Ora Govindjee non ha più problemi legati al suo nome in ambito universitario, ma nel corso della sua vita, viaggiando, ha dovuto farsi chiamare “Govindjee Govindjee” o “Professor Govindjee” o “Mister Govindjee” per poter riempire due campi sui biglietti aerei. Per semplificare la vita ai propri figli, che vivono negli Stati Uniti, ha dato loro come cognome il proprio nome: si chiamano Sanjay e Anita Govindjee.
Le difficoltà di Govindjee sono comuni a molte persone con un solo nome che emigrano dal proprio paese d’origine e che per poter chiedere visti per i paesi occidentali o altra documentazione decidono di dotarsi di un cognome.

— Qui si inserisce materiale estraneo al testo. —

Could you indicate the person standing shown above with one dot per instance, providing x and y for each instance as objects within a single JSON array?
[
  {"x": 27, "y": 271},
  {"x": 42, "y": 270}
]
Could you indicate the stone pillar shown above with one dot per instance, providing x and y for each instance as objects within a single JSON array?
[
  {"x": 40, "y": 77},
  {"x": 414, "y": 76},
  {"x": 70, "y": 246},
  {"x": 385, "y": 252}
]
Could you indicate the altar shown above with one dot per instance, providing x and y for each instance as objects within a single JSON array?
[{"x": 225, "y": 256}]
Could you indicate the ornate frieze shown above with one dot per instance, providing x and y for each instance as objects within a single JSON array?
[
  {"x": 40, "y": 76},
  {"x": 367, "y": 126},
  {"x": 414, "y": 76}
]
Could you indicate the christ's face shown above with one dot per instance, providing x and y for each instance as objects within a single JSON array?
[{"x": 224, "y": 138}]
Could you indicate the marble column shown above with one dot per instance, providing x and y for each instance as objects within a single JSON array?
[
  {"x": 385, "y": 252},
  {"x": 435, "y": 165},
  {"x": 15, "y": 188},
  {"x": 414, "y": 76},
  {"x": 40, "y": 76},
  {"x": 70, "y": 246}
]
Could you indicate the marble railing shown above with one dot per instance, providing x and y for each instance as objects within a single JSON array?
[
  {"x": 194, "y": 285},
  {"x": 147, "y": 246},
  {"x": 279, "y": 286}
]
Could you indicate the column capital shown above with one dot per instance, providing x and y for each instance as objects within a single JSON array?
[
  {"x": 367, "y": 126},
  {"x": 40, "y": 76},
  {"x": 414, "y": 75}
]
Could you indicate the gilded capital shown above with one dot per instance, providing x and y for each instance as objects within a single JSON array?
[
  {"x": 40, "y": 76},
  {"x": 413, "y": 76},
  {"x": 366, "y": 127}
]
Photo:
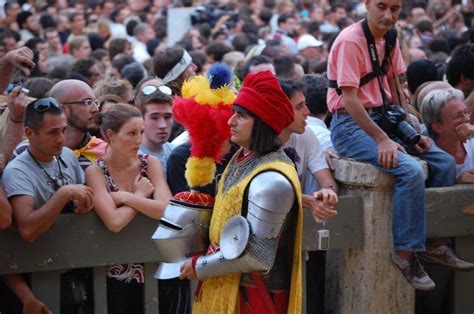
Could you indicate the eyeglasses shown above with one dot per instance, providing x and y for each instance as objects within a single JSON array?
[
  {"x": 148, "y": 90},
  {"x": 86, "y": 102},
  {"x": 44, "y": 104},
  {"x": 466, "y": 113}
]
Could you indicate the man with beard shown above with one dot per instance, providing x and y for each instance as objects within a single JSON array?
[
  {"x": 359, "y": 103},
  {"x": 79, "y": 104},
  {"x": 80, "y": 107},
  {"x": 44, "y": 182},
  {"x": 155, "y": 104},
  {"x": 286, "y": 29}
]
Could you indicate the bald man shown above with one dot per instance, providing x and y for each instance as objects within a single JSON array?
[{"x": 80, "y": 106}]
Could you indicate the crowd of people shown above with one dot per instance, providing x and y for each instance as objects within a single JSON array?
[{"x": 87, "y": 125}]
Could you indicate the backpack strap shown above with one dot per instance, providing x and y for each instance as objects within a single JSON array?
[{"x": 390, "y": 42}]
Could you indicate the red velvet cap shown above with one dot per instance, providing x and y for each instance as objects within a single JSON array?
[{"x": 262, "y": 95}]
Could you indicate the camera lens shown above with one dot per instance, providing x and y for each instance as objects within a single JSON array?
[{"x": 407, "y": 133}]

Non hanno invece la stessa difficoltà le persone che tuttora hanno un patronimico al posto di un cognome. È il caso di molti islandesi: un uomo di nome Magnús figlio di un uomo di nome Jón, solitamente ha come nome completo Magnús Jónsson, che letteralmente significa “Magnús figlio di Jón”; un suo figlio di nome Ólafur invece si chiamerà Ólafur Magnússon. Lo stesso vale per le donne, con l’equivalente della parola “figlia”: una Guðrún figlia di un Karl si chiama Guðrún Karlsdóttir. Ci sono poi alcuni islandesi che invece di un patronimico hanno un matronimico, ma i primi sono più numerosi.

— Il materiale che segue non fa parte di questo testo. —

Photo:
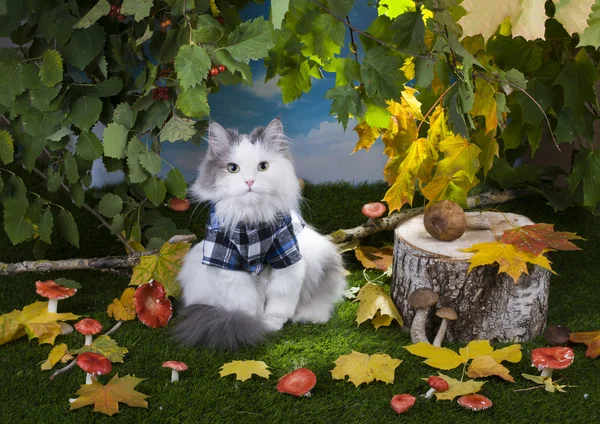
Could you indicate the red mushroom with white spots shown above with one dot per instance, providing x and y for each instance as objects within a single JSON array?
[
  {"x": 88, "y": 327},
  {"x": 175, "y": 366},
  {"x": 297, "y": 383},
  {"x": 402, "y": 403},
  {"x": 475, "y": 402},
  {"x": 152, "y": 305},
  {"x": 53, "y": 292},
  {"x": 548, "y": 359}
]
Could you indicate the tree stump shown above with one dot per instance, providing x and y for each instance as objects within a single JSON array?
[{"x": 489, "y": 306}]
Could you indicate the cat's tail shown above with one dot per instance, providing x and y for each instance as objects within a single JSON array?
[{"x": 218, "y": 328}]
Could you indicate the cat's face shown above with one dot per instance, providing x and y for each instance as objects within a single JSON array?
[{"x": 249, "y": 177}]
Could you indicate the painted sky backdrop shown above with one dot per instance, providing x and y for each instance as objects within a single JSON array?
[{"x": 322, "y": 149}]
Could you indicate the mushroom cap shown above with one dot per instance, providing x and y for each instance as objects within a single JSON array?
[
  {"x": 175, "y": 365},
  {"x": 178, "y": 204},
  {"x": 152, "y": 304},
  {"x": 438, "y": 383},
  {"x": 402, "y": 403},
  {"x": 297, "y": 383},
  {"x": 446, "y": 312},
  {"x": 556, "y": 357},
  {"x": 88, "y": 326},
  {"x": 557, "y": 335},
  {"x": 373, "y": 210},
  {"x": 50, "y": 290},
  {"x": 475, "y": 402},
  {"x": 94, "y": 363},
  {"x": 423, "y": 298}
]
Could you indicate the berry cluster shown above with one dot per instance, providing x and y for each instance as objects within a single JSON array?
[
  {"x": 217, "y": 70},
  {"x": 115, "y": 12},
  {"x": 160, "y": 93}
]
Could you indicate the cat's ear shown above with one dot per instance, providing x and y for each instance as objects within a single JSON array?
[{"x": 218, "y": 138}]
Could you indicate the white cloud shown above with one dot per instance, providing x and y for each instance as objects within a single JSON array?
[{"x": 325, "y": 154}]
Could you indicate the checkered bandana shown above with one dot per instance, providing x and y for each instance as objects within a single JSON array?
[{"x": 252, "y": 248}]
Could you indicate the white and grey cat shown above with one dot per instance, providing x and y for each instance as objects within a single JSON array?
[{"x": 250, "y": 181}]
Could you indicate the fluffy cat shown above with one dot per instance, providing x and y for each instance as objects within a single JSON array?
[{"x": 252, "y": 188}]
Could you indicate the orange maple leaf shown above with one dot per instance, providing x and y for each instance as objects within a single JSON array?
[
  {"x": 591, "y": 339},
  {"x": 535, "y": 238}
]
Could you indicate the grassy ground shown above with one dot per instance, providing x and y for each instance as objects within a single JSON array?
[{"x": 28, "y": 396}]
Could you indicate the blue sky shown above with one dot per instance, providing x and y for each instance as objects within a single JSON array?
[{"x": 321, "y": 148}]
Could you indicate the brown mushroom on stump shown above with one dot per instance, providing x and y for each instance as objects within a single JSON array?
[
  {"x": 446, "y": 313},
  {"x": 422, "y": 299}
]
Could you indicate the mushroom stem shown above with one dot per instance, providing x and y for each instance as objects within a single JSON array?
[
  {"x": 439, "y": 337},
  {"x": 417, "y": 329},
  {"x": 52, "y": 305}
]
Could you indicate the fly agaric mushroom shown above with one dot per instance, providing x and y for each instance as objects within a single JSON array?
[
  {"x": 88, "y": 327},
  {"x": 437, "y": 384},
  {"x": 93, "y": 364},
  {"x": 175, "y": 366},
  {"x": 297, "y": 383},
  {"x": 402, "y": 403},
  {"x": 475, "y": 402},
  {"x": 422, "y": 299},
  {"x": 548, "y": 359},
  {"x": 53, "y": 292},
  {"x": 446, "y": 313},
  {"x": 152, "y": 304},
  {"x": 373, "y": 210}
]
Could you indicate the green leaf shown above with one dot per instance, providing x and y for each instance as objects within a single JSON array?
[
  {"x": 100, "y": 9},
  {"x": 175, "y": 183},
  {"x": 68, "y": 227},
  {"x": 193, "y": 102},
  {"x": 51, "y": 68},
  {"x": 85, "y": 112},
  {"x": 115, "y": 141},
  {"x": 6, "y": 147},
  {"x": 177, "y": 128},
  {"x": 139, "y": 8},
  {"x": 45, "y": 227},
  {"x": 110, "y": 205},
  {"x": 327, "y": 36},
  {"x": 250, "y": 40},
  {"x": 123, "y": 115},
  {"x": 192, "y": 65},
  {"x": 278, "y": 10},
  {"x": 84, "y": 45},
  {"x": 346, "y": 101},
  {"x": 381, "y": 74},
  {"x": 88, "y": 146},
  {"x": 155, "y": 190},
  {"x": 151, "y": 162}
]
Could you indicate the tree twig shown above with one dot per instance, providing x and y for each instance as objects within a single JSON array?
[{"x": 391, "y": 221}]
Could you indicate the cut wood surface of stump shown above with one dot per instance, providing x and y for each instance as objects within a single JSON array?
[{"x": 489, "y": 305}]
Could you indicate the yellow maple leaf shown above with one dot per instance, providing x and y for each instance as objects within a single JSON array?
[
  {"x": 57, "y": 353},
  {"x": 485, "y": 366},
  {"x": 484, "y": 103},
  {"x": 458, "y": 388},
  {"x": 106, "y": 399},
  {"x": 511, "y": 259},
  {"x": 366, "y": 136},
  {"x": 362, "y": 368},
  {"x": 123, "y": 309},
  {"x": 376, "y": 305},
  {"x": 243, "y": 370},
  {"x": 162, "y": 267}
]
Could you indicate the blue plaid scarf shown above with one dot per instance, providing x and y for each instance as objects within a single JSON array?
[{"x": 252, "y": 248}]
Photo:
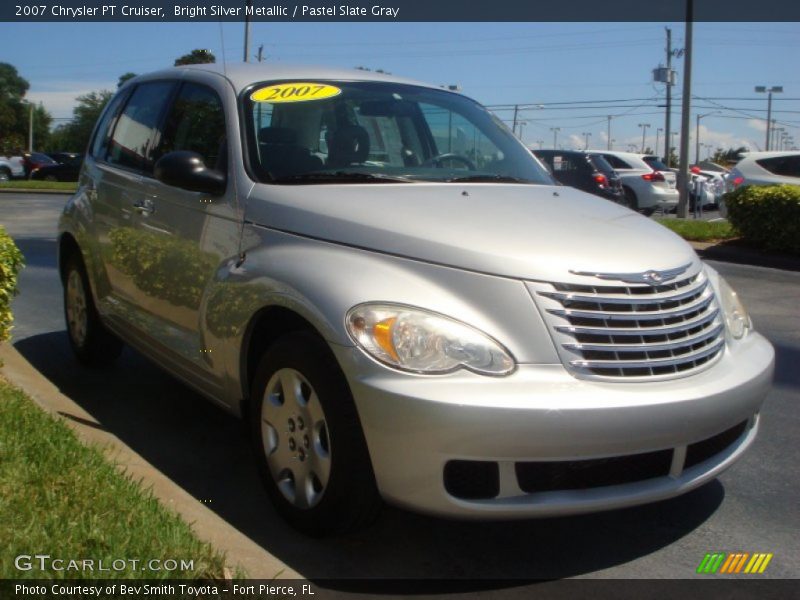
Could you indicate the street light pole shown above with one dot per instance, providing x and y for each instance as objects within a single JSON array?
[
  {"x": 697, "y": 135},
  {"x": 658, "y": 135},
  {"x": 644, "y": 127},
  {"x": 769, "y": 91}
]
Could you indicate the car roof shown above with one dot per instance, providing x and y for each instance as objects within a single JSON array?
[
  {"x": 770, "y": 154},
  {"x": 620, "y": 154},
  {"x": 242, "y": 75}
]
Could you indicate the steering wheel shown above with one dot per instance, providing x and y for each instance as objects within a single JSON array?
[{"x": 436, "y": 161}]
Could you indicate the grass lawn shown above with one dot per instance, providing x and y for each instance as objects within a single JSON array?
[
  {"x": 62, "y": 498},
  {"x": 700, "y": 231},
  {"x": 62, "y": 186}
]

Un altro paese in cui generalmente si usano i patronimici al posto dei cognomi è l’Etiopia. Lì i nomi sono fatti spesso di due elementi: il nome personale e il nome del padre, che all’estero è generalmente interpretato come un cognome ma essendo in realtà un patronimico cambia da una generazione all’altra. È un uso diverso da quello dei cognomi europei perché anche nei contesti formali le persone sono chiamate col prenome, non con il patronimico. Per fare un esempio, l’ultimo imperatore dell’Etiopia, noto come Hailé Selassié, alla nascita si chiamava Tafari Maconnèn: Tafari era il suo nome, Maconnèn quello di suo padre, Maconnèn Uoldemicaèl; il nome del suo figlio primogenito invece era Asfauossen Tafari.